Ingevolge het zesde lid, eerste volzin, kan het college, indien aan de in het vierde lid bedoelde voorwaarden is voldaan, onverminderd andere aan hem toekomende bevoegdheden, binnen de in dat lid genoemde termijn met betrekking tot het desbetreffende onderdeel van het vastgestelde bestemmingsplan aan de raad een aanwijzing als bedoeld in artikel 4.2, eerste lid, geven, ertoe strekkende dat dat onderdeel geen deel blijft uitmaken van het bestemmingsplan, zoals het is vastgesteld (hierna: reactieve aanwijzing). Ingevolge de vierde volzin vermeldt het college in de redengeving de aan het besluit ten grondslag liggende feiten, omstandigheden en overwegingen die de provincie beletten het betrokken provinciaal belang met inzet van andere aan hem toekomende bevoegdheden te beschermen.
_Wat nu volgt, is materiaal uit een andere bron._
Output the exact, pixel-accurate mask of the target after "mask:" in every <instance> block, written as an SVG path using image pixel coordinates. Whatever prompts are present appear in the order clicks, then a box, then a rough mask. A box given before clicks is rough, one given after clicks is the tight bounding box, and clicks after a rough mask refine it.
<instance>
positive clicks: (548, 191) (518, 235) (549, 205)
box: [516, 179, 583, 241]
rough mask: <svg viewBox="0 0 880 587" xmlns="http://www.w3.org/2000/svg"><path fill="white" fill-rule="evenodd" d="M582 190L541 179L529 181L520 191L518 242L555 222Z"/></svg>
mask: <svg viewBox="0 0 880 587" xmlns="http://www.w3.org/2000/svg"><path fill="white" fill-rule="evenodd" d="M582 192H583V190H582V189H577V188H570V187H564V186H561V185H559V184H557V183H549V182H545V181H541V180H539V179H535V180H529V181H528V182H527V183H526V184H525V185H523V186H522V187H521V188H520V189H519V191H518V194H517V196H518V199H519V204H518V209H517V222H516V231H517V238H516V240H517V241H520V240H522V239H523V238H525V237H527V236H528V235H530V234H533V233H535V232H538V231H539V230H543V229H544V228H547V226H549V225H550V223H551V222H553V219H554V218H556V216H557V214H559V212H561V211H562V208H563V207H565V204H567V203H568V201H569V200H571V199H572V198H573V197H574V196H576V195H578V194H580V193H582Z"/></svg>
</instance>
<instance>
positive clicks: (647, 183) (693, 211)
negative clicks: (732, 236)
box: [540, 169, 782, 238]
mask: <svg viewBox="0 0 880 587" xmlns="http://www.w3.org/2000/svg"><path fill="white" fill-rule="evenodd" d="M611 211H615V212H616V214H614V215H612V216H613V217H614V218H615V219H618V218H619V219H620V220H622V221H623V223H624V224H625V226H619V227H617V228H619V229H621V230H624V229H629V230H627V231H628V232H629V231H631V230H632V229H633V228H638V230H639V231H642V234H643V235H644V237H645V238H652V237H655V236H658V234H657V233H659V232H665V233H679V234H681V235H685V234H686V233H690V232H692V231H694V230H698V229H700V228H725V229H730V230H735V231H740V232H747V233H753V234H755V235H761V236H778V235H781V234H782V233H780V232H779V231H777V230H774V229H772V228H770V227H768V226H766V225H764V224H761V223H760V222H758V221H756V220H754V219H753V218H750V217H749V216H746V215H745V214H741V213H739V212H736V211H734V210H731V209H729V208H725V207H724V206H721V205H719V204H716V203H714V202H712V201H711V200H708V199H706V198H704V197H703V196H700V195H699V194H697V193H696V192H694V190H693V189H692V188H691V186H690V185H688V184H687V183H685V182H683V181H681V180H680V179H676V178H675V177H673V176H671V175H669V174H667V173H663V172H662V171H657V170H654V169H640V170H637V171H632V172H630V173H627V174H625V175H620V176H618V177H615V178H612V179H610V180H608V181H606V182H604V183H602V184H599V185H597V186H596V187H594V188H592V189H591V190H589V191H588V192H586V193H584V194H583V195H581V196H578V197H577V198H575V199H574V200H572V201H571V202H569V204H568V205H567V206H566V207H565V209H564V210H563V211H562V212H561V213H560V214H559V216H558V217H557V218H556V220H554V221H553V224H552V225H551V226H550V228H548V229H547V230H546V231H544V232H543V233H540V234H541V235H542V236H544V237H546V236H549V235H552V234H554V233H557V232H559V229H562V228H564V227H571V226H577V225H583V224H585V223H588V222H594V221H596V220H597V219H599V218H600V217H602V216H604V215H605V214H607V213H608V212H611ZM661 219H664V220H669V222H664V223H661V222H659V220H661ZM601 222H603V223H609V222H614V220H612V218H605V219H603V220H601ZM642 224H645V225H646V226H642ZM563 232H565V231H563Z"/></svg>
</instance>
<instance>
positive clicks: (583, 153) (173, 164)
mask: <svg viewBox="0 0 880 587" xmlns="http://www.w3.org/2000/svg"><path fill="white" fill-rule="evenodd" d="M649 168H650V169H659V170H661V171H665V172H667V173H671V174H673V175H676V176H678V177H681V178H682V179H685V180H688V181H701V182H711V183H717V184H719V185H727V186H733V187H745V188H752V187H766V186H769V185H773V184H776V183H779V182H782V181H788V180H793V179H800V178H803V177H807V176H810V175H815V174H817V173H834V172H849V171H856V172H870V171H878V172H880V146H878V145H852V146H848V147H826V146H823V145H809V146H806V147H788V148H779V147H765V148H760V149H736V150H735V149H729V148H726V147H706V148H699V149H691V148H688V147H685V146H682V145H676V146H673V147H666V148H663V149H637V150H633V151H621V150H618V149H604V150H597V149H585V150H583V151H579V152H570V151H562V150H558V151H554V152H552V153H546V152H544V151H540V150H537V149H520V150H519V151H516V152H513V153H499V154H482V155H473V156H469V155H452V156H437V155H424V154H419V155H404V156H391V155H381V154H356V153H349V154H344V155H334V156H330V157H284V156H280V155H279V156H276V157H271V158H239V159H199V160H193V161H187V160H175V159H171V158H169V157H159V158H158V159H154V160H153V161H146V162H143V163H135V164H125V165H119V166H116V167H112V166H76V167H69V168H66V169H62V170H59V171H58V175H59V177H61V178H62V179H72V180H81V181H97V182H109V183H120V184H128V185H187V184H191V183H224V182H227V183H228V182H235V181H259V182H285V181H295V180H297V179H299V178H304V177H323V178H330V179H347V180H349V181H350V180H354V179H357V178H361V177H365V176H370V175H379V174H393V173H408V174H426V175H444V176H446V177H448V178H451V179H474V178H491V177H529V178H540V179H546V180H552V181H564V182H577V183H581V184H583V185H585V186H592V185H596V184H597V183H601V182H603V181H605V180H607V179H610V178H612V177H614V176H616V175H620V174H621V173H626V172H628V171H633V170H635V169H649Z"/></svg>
Ingevolge artikel 4.2, eerste lid, kan, indien provinciale belangen dat met het oog op een goede ruimtelijke ordening noodzakelijk maken, het college aan de raad een aanwijzing geven om binnen een daarbij te bepalen termijn een bestemmingsplan vast te stellen overeenkomstig daarbij gegeven voorschriften omtrent de inhoud van dat bestemmingsplan.

Het verzoek van [verzoeker sub 2]

2.3. Bij het bestreden besluit heeft het college aan de raad een reactieve aanwijzing gegeven met betrekking tot het toekennen van de bestemming "Wonen" en alle daarbij behorende aanduidingen.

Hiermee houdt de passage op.